This post intends to talk about using TextFSM, a tool that is used to parse textual data to create structured data objects.
The CLI on a network device is a good friend of a network engineer. It gives us the information we need in a no-nonsense manner, usually in the form of a table or some other structure that makes sense when you read it.
Taken from https://www.cisco.com/c/en/us/td/docs/ios-xml/ios/iproute_ospf/command/iro-cr-book/ospf-s1.html#wp1717098229
Router# show ip ospf database
OSPF Router with id(192.168.239.66) (Process ID 300)
Displaying Router Link States(Area 0.0.0.0)
Link ID ADV Router Age Seq# Checksum Link count
172.16.21.6 172.16.21.6 1731 0x80002CFB 0x69BC 8
172.16.21.5 172.16.21.5 1112 0x800009D2 0xA2B8 5
172.16.1.2 172.16.1.2 1662 0x80000A98 0x4CB6 9
172.16.1.1 172.16.1.1 1115 0x800009B6 0x5F2C 1
172.16.1.5 172.16.1.5 1691 0x80002BC 0x2A1A 5
172.16.65.6 172.16.65.6 1395 0x80001947 0xEEE1 4
172.16.241.5 172.16.241.5 1161 0x8000007C 0x7C70 1
172.16.27.6 172.16.27.6 1723 0x80000548 0x8641 4
172.16.70.6 172.16.70.6 1485 0x80000B97 0xEB84 6
Displaying Net Link States(Area 0.0.0.0)
Link ID ADV Router Age Seq# Checksum
172.16.1.3 192.168.239.66 1245 0x800000EC 0x82E
Displaying Summary Net Link States(Area 0.0.0.0)

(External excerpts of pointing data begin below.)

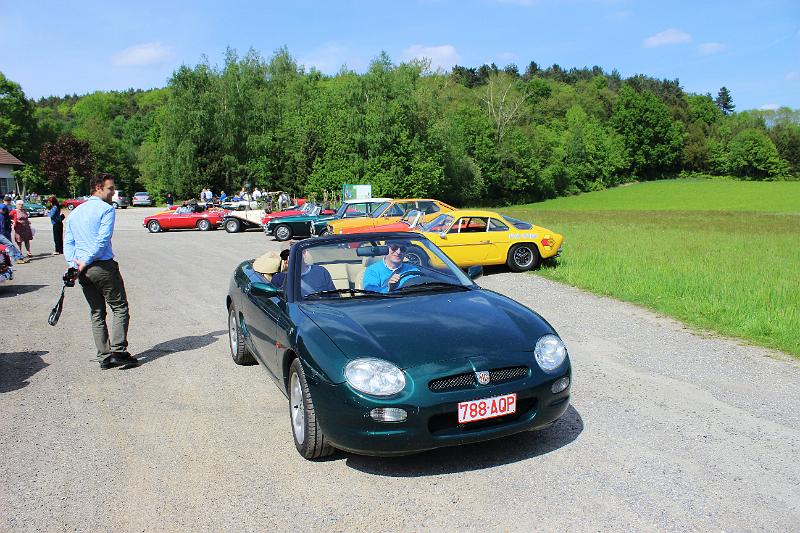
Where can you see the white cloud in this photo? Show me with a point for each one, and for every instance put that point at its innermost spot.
(444, 56)
(517, 2)
(707, 49)
(667, 37)
(142, 55)
(331, 57)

Link ID ADV Router Age Seq# Checksum
172.16.240.0 172.16.241.5 1152 0x80000077 0x7A05
172.16.241.0 172.16.241.5 1152 0x80000070 0xAEB7
172.16.244.0 172.16.241.5 1152 0x80000071 0x95CB
Above we can see the OSPF database on a Cisco router, telling us about connected routes in the same area as the router, routes as advertised from the designated router, and route summaries at the end. While this makes sense to us, a computer does not understand the semantics behind this output. Using TextFSM, we can describe the manner using which information can be extracted from this output.
Going by the TextFSM GitHub repository wiki,
TextFSM is a Python module that implements a template based state machine for parsing semi-formatted text.
This is a pretty loaded sentence, so let us break it down a bit.
-
Template: A template is a document that describes how the input text data should be processed. It consists of values that need to be recorded, and states which outline a "skeleton" structure describing the structure of the data that needs to be parsed. For example, in our
show ip ospf database
example above, in the first sentence:OSPF Router with id(192.168.239.66) (Process ID 300)
The variables here are the router ID (192.168.239.66), and the OSPF process ID (300). Every output of
show ip ospf database
on a Cisco device will have the other characters in this sentence, with only the router and OSPF process ID changing. -
State machine: In classical computer science, a state machine is a mathemtical abstraction (basically, a mathemtical instrument) used to design algorithms. What this means is that we, the holy designers of our parsing algorithm, have to define the various states that the parsing algorithm will go through while it is fed some input. Based on what state the algorithm is in, it can take some actions for the input it is fed based on rules defined within the state. This will make more sense later when I describe how to create a TextFSM template.
-
Semi-formatted text: The example output given above is semi-formatted text- it has an informal format in how it is structured that we can notice, but it not formatted in a way where a computer program can interpret the semantic format. It is not like JSON, YAML, or XML, where the semantics of how the data is structured is already understood, or is described with the text.
Great, so putting this together, we can deduce that TextFSM is a tool that allows you to write templates to describe the data to be parsed, gives developers the flexibility to define the different states the template can parse in, and works on semi-formatted data that have an apparent textual format in which they are represented.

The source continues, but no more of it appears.